Radio Pirata 26 (guerriglia di barricata)

Radio Pirata diventa Ventisei, che a guerra che incombe risponde a guerriglia che non fa morto ammazzato, ma stordisce avversario di pace con arma potentissima, di schermaglia ricca a sfaccettatura per danno incommensurabile a brutto e orrido che avanza. Sette note usa a cannoneggiamento e oltre va per affermazione di diritto a bellezza a forma che vi pare, che quella salverà il mondo, che lo disse tale che è a censura che nacque a posto sbagliato. E vado di immaginifica potenza di bombardo a modo mio.

E mentre sparo ad alzo uomo melodia a spiazza l’ascaro, mi concedo di compagnia buona che pare pure di bevuta ottima.
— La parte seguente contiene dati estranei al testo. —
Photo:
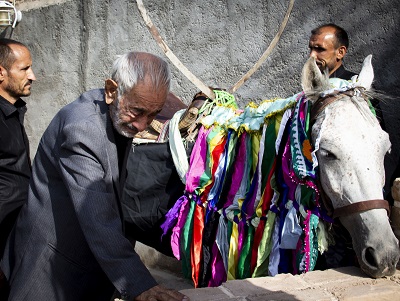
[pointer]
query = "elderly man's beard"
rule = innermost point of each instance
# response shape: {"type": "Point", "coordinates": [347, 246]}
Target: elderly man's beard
{"type": "Point", "coordinates": [124, 129]}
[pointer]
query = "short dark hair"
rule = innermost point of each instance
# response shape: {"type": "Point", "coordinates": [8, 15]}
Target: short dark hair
{"type": "Point", "coordinates": [7, 57]}
{"type": "Point", "coordinates": [342, 39]}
È alla massa degli uomini e delle donne che lavorano, vecchi e giovani, che spetta decidere circa l’essere o non essere del militarismo attuale, e non a quella piccola particella di questo popolo che sta nel cosiddetto abito del re” (Autodifesa di Rosa Luxemburg pronunciata al Tribunale di Francoforte nel febbraio del 1914 contro l’accusa di incitamento alla diserzione)
E sparacchio di mio, a barricata.

La guerra che verrà
non è la prima. Prima
ci sono state altre guerre.
Alla fine dell’ultima
c’erano vincitori e vinti.
Fra i vinti la povera gente
faceva la fame. Fra i vincitori
faceva la fame la povera gente egualmente.
” (Bertolt Brecht)
Resisto a botto di bomba con controbotto, pure di fagotto.
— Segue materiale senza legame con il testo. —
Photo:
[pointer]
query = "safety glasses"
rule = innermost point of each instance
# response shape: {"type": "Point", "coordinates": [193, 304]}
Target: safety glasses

Il mondo si divide in due campi: i dominatori e i dominati, gli sfruttatori e gli sfruttati. I paesi poveri non lo sono per incapacità congenita, lo sono a causa di circostanze storiche, che hanno fatto sì che certi paesi abbiano dominato, sfruttato e depredato gli altri per arricchirsi. Quando i ricchi diventano sempre più ricchi, e si parla qui di logica matematica, quando i ricchi sfruttano i poveri, i ricchi diventano sempre più ricchi, e i poveri sempre più poveri.”
“Quando i ricchi si fanno la guerra, sono i poveri a morire.
” (Jean Paul Sartre)
Faccio barriera e cingo bandiera, bianca, mi pare, ch’è da suonare.

Dopo la pioggia viene il sereno,
brilla in cielo l’arcobaleno:
è come un ponte imbandierato
e il sole vi passa, festeggiato.
È bello guardare a naso in su
le sue bandiere rosse e blu.
Però lo si vede – questo è il male –
soltanto dopo il temporale.
Non sarebbe più conveniente
il temporale non farlo per niente?
Un arcobaleno senza tempesta,
questa si che sarebbe una festa.
Sarebbe una festa per tutta la terra
fare la pace prima della guerra.
” (Gianni Rodari)
M’attrezzo ancora a resistere ardito, diserto, s’è il caso, sin dentro lo spartito.